Dans ce contexte, nous allons évoluer vers une architecture cloud massivement distribuée. Tout l'enjeu pour nous est désormais de savoir comment bâtir et déployer des applications sur des milliers voire des dizaines de milliers de terminaisons cloud dans les prochaines années. Je pense que ce nouvel environnement cloud va par ailleurs donner naissance à une nouvelle catégorie de produits et à de nouvelles start-up qui vont chercher à en tirer parti. Evidemment, l'IoT et le gaming devraient s'y adosser pour répondre à leur problématique de faible latence.

Il semble qu'AWS ne construise pas de data centers pour déployer ses régions cloud en dehors de l'Amérique du Nord, mais qu'il fasse plutôt appel à des fournisseurs de centres de données… C'est le cas en France ou en Espagne.

S'il existe déjà des data centers sur place, nous les utilisons. S'il n'y en a pas, nous en construisons. Ce qui évidemment prend plus de temps.

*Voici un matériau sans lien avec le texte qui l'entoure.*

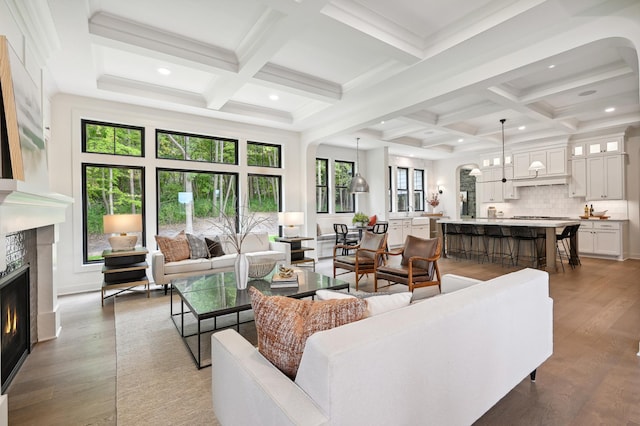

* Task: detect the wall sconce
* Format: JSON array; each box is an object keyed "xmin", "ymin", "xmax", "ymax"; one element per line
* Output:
[
  {"xmin": 278, "ymin": 212, "xmax": 304, "ymax": 238},
  {"xmin": 437, "ymin": 184, "xmax": 444, "ymax": 194},
  {"xmin": 103, "ymin": 214, "xmax": 143, "ymax": 251}
]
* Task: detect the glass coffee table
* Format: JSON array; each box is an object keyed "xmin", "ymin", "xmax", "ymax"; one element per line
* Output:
[{"xmin": 170, "ymin": 266, "xmax": 350, "ymax": 368}]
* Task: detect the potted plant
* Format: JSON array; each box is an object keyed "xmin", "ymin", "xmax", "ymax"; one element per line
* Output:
[{"xmin": 352, "ymin": 212, "xmax": 369, "ymax": 227}]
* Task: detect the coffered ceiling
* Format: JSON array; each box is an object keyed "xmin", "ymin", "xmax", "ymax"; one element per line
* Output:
[{"xmin": 42, "ymin": 0, "xmax": 640, "ymax": 159}]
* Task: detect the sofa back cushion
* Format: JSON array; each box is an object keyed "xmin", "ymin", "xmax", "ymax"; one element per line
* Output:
[{"xmin": 217, "ymin": 232, "xmax": 269, "ymax": 254}]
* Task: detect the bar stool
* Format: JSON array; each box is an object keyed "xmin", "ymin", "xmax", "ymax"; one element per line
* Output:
[
  {"xmin": 484, "ymin": 225, "xmax": 514, "ymax": 267},
  {"xmin": 555, "ymin": 226, "xmax": 572, "ymax": 272},
  {"xmin": 460, "ymin": 224, "xmax": 488, "ymax": 263},
  {"xmin": 511, "ymin": 226, "xmax": 545, "ymax": 269},
  {"xmin": 444, "ymin": 223, "xmax": 466, "ymax": 259},
  {"xmin": 558, "ymin": 224, "xmax": 581, "ymax": 270}
]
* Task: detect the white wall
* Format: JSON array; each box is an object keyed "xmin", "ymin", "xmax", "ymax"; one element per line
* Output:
[{"xmin": 50, "ymin": 94, "xmax": 301, "ymax": 294}]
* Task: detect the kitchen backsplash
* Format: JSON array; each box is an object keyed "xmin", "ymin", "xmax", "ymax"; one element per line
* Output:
[{"xmin": 480, "ymin": 185, "xmax": 629, "ymax": 219}]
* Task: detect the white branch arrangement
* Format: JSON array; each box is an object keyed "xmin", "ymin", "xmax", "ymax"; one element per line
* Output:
[{"xmin": 208, "ymin": 200, "xmax": 275, "ymax": 254}]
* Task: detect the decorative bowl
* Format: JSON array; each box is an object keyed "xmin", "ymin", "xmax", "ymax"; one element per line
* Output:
[
  {"xmin": 593, "ymin": 210, "xmax": 607, "ymax": 217},
  {"xmin": 248, "ymin": 259, "xmax": 277, "ymax": 278}
]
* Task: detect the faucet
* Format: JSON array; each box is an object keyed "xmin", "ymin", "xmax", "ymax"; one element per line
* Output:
[{"xmin": 406, "ymin": 205, "xmax": 414, "ymax": 217}]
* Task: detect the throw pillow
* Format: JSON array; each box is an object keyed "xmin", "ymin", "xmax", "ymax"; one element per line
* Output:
[
  {"xmin": 316, "ymin": 289, "xmax": 412, "ymax": 318},
  {"xmin": 186, "ymin": 233, "xmax": 209, "ymax": 259},
  {"xmin": 368, "ymin": 214, "xmax": 377, "ymax": 226},
  {"xmin": 205, "ymin": 237, "xmax": 225, "ymax": 258},
  {"xmin": 249, "ymin": 287, "xmax": 367, "ymax": 379},
  {"xmin": 155, "ymin": 231, "xmax": 190, "ymax": 263}
]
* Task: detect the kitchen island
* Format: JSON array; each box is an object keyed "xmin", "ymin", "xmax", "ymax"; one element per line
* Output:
[{"xmin": 438, "ymin": 218, "xmax": 581, "ymax": 273}]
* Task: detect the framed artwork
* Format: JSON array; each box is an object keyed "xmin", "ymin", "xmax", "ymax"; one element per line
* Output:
[
  {"xmin": 7, "ymin": 38, "xmax": 48, "ymax": 187},
  {"xmin": 0, "ymin": 35, "xmax": 24, "ymax": 180}
]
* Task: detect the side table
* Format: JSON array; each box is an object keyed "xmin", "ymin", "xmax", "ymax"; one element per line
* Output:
[
  {"xmin": 276, "ymin": 237, "xmax": 315, "ymax": 270},
  {"xmin": 101, "ymin": 247, "xmax": 149, "ymax": 306}
]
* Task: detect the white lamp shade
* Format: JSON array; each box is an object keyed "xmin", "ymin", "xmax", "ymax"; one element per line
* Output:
[
  {"xmin": 103, "ymin": 214, "xmax": 143, "ymax": 235},
  {"xmin": 528, "ymin": 161, "xmax": 546, "ymax": 171},
  {"xmin": 468, "ymin": 168, "xmax": 482, "ymax": 177},
  {"xmin": 278, "ymin": 212, "xmax": 304, "ymax": 226}
]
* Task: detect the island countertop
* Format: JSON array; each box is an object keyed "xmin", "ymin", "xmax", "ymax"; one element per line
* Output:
[{"xmin": 436, "ymin": 218, "xmax": 581, "ymax": 227}]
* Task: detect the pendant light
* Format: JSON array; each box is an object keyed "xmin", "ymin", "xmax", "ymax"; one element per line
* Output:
[
  {"xmin": 472, "ymin": 119, "xmax": 545, "ymax": 182},
  {"xmin": 349, "ymin": 137, "xmax": 369, "ymax": 193}
]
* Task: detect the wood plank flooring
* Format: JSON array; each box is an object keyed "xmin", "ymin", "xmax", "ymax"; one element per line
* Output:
[{"xmin": 6, "ymin": 256, "xmax": 640, "ymax": 425}]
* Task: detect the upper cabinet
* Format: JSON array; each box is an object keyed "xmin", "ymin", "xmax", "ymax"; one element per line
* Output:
[
  {"xmin": 571, "ymin": 134, "xmax": 626, "ymax": 201},
  {"xmin": 513, "ymin": 147, "xmax": 567, "ymax": 179},
  {"xmin": 586, "ymin": 155, "xmax": 625, "ymax": 201}
]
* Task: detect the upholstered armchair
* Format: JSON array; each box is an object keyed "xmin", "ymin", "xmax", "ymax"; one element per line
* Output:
[
  {"xmin": 374, "ymin": 236, "xmax": 442, "ymax": 292},
  {"xmin": 333, "ymin": 231, "xmax": 388, "ymax": 290}
]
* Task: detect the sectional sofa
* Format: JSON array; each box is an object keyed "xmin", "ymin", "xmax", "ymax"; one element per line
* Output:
[{"xmin": 211, "ymin": 268, "xmax": 553, "ymax": 425}]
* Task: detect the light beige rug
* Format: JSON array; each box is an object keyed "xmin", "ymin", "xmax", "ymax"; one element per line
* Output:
[{"xmin": 114, "ymin": 292, "xmax": 220, "ymax": 426}]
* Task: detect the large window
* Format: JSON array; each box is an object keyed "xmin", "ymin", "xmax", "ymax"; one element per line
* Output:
[
  {"xmin": 83, "ymin": 164, "xmax": 144, "ymax": 263},
  {"xmin": 248, "ymin": 174, "xmax": 281, "ymax": 235},
  {"xmin": 315, "ymin": 158, "xmax": 328, "ymax": 213},
  {"xmin": 335, "ymin": 160, "xmax": 354, "ymax": 213},
  {"xmin": 156, "ymin": 169, "xmax": 238, "ymax": 237},
  {"xmin": 156, "ymin": 130, "xmax": 237, "ymax": 164},
  {"xmin": 397, "ymin": 167, "xmax": 409, "ymax": 211},
  {"xmin": 247, "ymin": 142, "xmax": 281, "ymax": 167},
  {"xmin": 82, "ymin": 120, "xmax": 144, "ymax": 157},
  {"xmin": 414, "ymin": 169, "xmax": 425, "ymax": 211}
]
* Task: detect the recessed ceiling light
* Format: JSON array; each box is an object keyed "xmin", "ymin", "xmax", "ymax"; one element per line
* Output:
[
  {"xmin": 380, "ymin": 121, "xmax": 385, "ymax": 124},
  {"xmin": 157, "ymin": 67, "xmax": 171, "ymax": 75},
  {"xmin": 518, "ymin": 126, "xmax": 526, "ymax": 130},
  {"xmin": 548, "ymin": 64, "xmax": 555, "ymax": 69},
  {"xmin": 457, "ymin": 138, "xmax": 464, "ymax": 143},
  {"xmin": 605, "ymin": 107, "xmax": 615, "ymax": 113},
  {"xmin": 269, "ymin": 94, "xmax": 279, "ymax": 101},
  {"xmin": 579, "ymin": 90, "xmax": 597, "ymax": 96}
]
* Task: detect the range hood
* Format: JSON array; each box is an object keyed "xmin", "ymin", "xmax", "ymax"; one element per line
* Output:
[{"xmin": 512, "ymin": 175, "xmax": 569, "ymax": 187}]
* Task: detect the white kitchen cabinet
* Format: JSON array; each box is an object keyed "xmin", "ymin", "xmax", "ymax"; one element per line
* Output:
[
  {"xmin": 578, "ymin": 221, "xmax": 626, "ymax": 259},
  {"xmin": 387, "ymin": 219, "xmax": 405, "ymax": 247},
  {"xmin": 480, "ymin": 168, "xmax": 504, "ymax": 203},
  {"xmin": 587, "ymin": 137, "xmax": 622, "ymax": 155},
  {"xmin": 503, "ymin": 166, "xmax": 518, "ymax": 199},
  {"xmin": 569, "ymin": 158, "xmax": 586, "ymax": 197},
  {"xmin": 409, "ymin": 224, "xmax": 429, "ymax": 239},
  {"xmin": 586, "ymin": 155, "xmax": 624, "ymax": 200},
  {"xmin": 514, "ymin": 148, "xmax": 566, "ymax": 178}
]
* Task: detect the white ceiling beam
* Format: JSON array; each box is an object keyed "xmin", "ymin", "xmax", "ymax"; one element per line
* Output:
[
  {"xmin": 97, "ymin": 75, "xmax": 206, "ymax": 108},
  {"xmin": 382, "ymin": 124, "xmax": 425, "ymax": 140},
  {"xmin": 220, "ymin": 101, "xmax": 293, "ymax": 124},
  {"xmin": 254, "ymin": 63, "xmax": 341, "ymax": 101}
]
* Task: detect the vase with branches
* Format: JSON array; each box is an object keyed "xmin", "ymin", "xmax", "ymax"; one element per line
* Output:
[
  {"xmin": 427, "ymin": 193, "xmax": 440, "ymax": 210},
  {"xmin": 208, "ymin": 199, "xmax": 275, "ymax": 289}
]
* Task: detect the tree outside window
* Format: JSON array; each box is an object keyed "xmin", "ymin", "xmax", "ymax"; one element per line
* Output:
[
  {"xmin": 157, "ymin": 130, "xmax": 237, "ymax": 164},
  {"xmin": 83, "ymin": 164, "xmax": 144, "ymax": 263},
  {"xmin": 397, "ymin": 167, "xmax": 409, "ymax": 211},
  {"xmin": 247, "ymin": 142, "xmax": 281, "ymax": 168},
  {"xmin": 316, "ymin": 158, "xmax": 328, "ymax": 213},
  {"xmin": 335, "ymin": 160, "xmax": 354, "ymax": 213},
  {"xmin": 82, "ymin": 120, "xmax": 144, "ymax": 157},
  {"xmin": 414, "ymin": 169, "xmax": 425, "ymax": 211},
  {"xmin": 157, "ymin": 169, "xmax": 238, "ymax": 237},
  {"xmin": 248, "ymin": 174, "xmax": 281, "ymax": 235}
]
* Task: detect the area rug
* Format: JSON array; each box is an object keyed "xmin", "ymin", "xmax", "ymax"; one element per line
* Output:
[{"xmin": 114, "ymin": 292, "xmax": 220, "ymax": 426}]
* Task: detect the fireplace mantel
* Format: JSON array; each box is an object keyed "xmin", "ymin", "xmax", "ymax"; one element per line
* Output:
[{"xmin": 0, "ymin": 179, "xmax": 73, "ymax": 271}]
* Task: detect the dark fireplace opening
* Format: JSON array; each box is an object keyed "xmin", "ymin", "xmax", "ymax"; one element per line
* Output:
[{"xmin": 0, "ymin": 264, "xmax": 30, "ymax": 393}]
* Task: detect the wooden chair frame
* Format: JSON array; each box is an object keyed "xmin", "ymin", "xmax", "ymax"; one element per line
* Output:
[
  {"xmin": 333, "ymin": 233, "xmax": 388, "ymax": 291},
  {"xmin": 374, "ymin": 238, "xmax": 442, "ymax": 292}
]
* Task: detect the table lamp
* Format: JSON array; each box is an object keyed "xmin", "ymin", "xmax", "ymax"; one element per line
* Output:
[
  {"xmin": 103, "ymin": 214, "xmax": 143, "ymax": 251},
  {"xmin": 278, "ymin": 212, "xmax": 304, "ymax": 238}
]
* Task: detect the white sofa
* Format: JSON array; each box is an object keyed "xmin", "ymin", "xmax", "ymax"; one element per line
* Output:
[
  {"xmin": 211, "ymin": 268, "xmax": 553, "ymax": 426},
  {"xmin": 151, "ymin": 232, "xmax": 289, "ymax": 285}
]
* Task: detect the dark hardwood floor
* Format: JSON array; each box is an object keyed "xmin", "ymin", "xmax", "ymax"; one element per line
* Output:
[{"xmin": 6, "ymin": 256, "xmax": 640, "ymax": 425}]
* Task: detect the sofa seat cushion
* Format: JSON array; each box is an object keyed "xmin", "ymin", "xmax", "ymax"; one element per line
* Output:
[
  {"xmin": 209, "ymin": 254, "xmax": 237, "ymax": 269},
  {"xmin": 249, "ymin": 287, "xmax": 367, "ymax": 379},
  {"xmin": 163, "ymin": 258, "xmax": 212, "ymax": 275},
  {"xmin": 245, "ymin": 250, "xmax": 282, "ymax": 261}
]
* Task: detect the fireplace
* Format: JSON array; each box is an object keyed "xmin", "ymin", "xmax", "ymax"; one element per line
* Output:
[{"xmin": 0, "ymin": 264, "xmax": 29, "ymax": 393}]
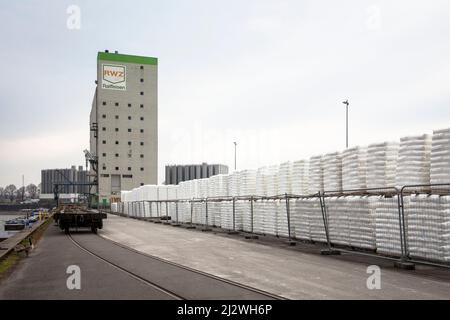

Vous venez de commercialiser un service cloud (Amazon Braket) conçu pour développer, simuler et exécuter des algorithmes d'informatique quantique. Via ce service, vous donnez accès à trois calculateurs quantiques : D-Wave, IonQ et Rigetti. Avez-vous identifié des applications commerciales sur ce terrain ?  

En termes commercial, un besoin se fait clairement sentir autour des algorithmes de chiffrement quantique. Nous avons commencé à réaliser des implémentations pour des clients qui souhaitent anticiper le jour où l'informatique quantique permettra de casser les systèmes de chiffrement classiques. 

Quel est le service AWS à plus forte croissance en termes d'adoption aujourd'hui, et celui qui pourrait exploser demain ?

La base de données managée Aurora enregistre actuellement un taux de croissance historique comparé à tous les services que nous avons lancés jusque-là. Pour la suite, notre offre serverless Lambda est sans doute la solution AWS qui générera le plus d'engouement dans les prochaines années. Nous l'avons beaucoup améliorée pour en réduire les contraintes, en termes de temps d'exécution, de latence, avec pour objectif de supporter un nombre plus important de workloads. Lambda conserve en parallèle ses avantages, notamment pour le développement d'architectures de nouvelle génération (orientées microservices, ndlr) et pour la gestion des pics de trafic importants.

Adrian Cockcroft a été nommé vice-président de la stratégie cloud architecture d'AWS en octobre 2016. Précédemment, Adrian Cockcroft a notamment travaillé comme ingénieur pour Sun Microsystems, de 1988 à 2004, avant le rachat du groupe informatique américain par Oracle en 2009. Il a ensuite rejoint la R&D d'eBay avant d'être recruté par Netflix d'abord comme directeur de l'ingénierie web puis comme cloud architect.